There is no lack of gloomy forecasts and harbingers of a crisis in the German and European automotive industry. The Munich Ifo Institute warns of de-industrialization. Various studies expect a loss of more than a quarter of jobs at car manufacturers and suppliers in Germany. The management consultancy PWC sees the value added in the construction of combustion engines in Germany increasing slightly to 20.1 billion euros by 2025 and then shrinking to 1.5 billion euros by 2035. Employment in this sector is expected to grow to 169,000 by 2025, then shrink to 61,000 in ten years.
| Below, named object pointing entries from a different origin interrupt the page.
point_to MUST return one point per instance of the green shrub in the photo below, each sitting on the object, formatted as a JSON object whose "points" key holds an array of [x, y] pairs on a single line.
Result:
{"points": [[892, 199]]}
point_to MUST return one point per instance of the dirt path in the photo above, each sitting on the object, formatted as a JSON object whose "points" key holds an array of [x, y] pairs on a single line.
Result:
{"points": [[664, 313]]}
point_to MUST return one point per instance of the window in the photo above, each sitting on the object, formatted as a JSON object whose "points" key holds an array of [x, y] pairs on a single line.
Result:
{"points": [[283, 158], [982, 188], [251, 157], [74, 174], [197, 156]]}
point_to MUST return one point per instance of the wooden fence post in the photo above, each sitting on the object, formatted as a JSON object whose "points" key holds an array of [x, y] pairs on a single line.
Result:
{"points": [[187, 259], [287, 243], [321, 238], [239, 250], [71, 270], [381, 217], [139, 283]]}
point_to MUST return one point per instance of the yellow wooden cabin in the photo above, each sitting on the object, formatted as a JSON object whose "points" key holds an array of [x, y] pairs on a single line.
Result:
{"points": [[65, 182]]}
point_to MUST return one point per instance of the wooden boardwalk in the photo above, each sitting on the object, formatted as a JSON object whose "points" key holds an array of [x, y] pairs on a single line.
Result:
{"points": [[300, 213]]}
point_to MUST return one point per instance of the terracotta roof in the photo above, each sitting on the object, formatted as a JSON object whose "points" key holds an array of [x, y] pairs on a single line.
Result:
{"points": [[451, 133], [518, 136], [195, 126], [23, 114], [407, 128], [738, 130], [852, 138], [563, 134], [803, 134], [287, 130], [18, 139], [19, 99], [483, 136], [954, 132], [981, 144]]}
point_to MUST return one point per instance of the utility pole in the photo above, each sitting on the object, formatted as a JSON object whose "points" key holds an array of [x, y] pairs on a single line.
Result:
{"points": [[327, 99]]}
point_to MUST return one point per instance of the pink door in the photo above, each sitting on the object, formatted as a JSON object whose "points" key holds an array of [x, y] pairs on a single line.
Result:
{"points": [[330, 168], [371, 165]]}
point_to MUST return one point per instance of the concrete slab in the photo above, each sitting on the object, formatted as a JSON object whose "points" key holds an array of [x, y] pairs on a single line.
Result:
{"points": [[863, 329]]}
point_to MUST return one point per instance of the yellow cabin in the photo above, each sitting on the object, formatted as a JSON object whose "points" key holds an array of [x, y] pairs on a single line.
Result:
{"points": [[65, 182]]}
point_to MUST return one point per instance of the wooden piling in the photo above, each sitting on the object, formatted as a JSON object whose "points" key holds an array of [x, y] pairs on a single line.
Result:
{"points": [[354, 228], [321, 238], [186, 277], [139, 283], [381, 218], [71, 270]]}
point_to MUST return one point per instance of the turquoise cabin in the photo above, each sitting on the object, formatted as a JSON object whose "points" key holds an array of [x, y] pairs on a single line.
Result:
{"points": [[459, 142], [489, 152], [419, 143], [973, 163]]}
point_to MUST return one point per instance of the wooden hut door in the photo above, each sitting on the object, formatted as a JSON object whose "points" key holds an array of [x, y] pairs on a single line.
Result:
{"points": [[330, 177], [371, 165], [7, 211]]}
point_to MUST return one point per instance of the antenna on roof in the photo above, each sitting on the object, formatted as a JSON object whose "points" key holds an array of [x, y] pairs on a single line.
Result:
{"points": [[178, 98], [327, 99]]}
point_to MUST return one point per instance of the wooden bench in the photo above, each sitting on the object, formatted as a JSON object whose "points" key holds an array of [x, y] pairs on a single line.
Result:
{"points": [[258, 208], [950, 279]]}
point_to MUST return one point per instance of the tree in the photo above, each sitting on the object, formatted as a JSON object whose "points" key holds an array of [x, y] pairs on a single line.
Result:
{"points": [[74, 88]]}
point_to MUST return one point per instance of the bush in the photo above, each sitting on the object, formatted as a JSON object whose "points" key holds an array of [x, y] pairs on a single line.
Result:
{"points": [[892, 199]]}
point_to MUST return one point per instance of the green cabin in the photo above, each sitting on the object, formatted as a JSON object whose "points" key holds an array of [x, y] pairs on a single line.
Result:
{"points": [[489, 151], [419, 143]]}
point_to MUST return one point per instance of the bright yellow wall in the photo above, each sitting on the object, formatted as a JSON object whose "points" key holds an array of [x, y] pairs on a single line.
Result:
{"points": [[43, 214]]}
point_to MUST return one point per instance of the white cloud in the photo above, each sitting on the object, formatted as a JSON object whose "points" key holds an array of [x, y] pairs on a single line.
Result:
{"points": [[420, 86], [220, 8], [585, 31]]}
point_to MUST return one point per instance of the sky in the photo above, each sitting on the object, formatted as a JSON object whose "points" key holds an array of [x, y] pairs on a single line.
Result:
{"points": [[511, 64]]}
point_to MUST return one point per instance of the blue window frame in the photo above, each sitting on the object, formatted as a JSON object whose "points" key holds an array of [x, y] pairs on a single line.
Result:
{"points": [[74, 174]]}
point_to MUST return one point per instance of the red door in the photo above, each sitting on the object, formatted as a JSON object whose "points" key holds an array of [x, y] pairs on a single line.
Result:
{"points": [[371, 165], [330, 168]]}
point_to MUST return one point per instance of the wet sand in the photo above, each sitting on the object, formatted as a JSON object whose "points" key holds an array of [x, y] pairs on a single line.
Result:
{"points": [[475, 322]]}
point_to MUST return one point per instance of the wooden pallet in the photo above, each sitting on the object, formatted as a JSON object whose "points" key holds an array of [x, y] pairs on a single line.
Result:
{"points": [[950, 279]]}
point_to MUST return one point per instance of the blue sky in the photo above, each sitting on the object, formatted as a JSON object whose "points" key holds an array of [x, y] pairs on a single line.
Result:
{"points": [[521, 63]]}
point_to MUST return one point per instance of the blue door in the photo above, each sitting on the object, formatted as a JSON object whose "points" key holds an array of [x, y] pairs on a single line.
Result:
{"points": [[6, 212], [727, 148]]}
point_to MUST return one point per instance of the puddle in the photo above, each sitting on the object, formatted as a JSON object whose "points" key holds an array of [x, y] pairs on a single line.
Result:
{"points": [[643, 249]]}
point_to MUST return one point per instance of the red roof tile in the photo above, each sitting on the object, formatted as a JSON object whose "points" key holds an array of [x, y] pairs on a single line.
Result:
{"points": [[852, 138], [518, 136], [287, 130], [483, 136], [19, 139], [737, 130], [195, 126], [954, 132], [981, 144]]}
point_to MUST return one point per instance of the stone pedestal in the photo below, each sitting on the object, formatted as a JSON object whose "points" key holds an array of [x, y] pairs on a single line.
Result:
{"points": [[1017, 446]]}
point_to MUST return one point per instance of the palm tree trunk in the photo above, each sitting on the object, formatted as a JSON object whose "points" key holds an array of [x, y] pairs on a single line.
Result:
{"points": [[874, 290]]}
On the other hand, the market for and the production of battery-electric passenger cars (BEV) is expected to grow strongly in parallel with the disappearing production of combustion engines and cars. But how this market will develop in Germany and Europe still depends on many imponderables. At the same time, it is not certain that Germany, Europe’s largest automobile manufacturer and – just overtaken by India and South Korea – still in sixth place in the world, will be able to maintain its former position in the future electric car market: in the world of combustion cars, the three German corporations BMW, Mercedes and VW with the brands Audi and Porsche in the premium and luxury segment have achieved a widely recognized supremacy all over the world. Not only the history with the inventors of the automobile (Carl Benz 1885 and Gottlieb Daimler 1887) helped, but above all the combination of quality, engine performance and chassis, which combine comfort, speed and safety even at high speeds on German autobahns.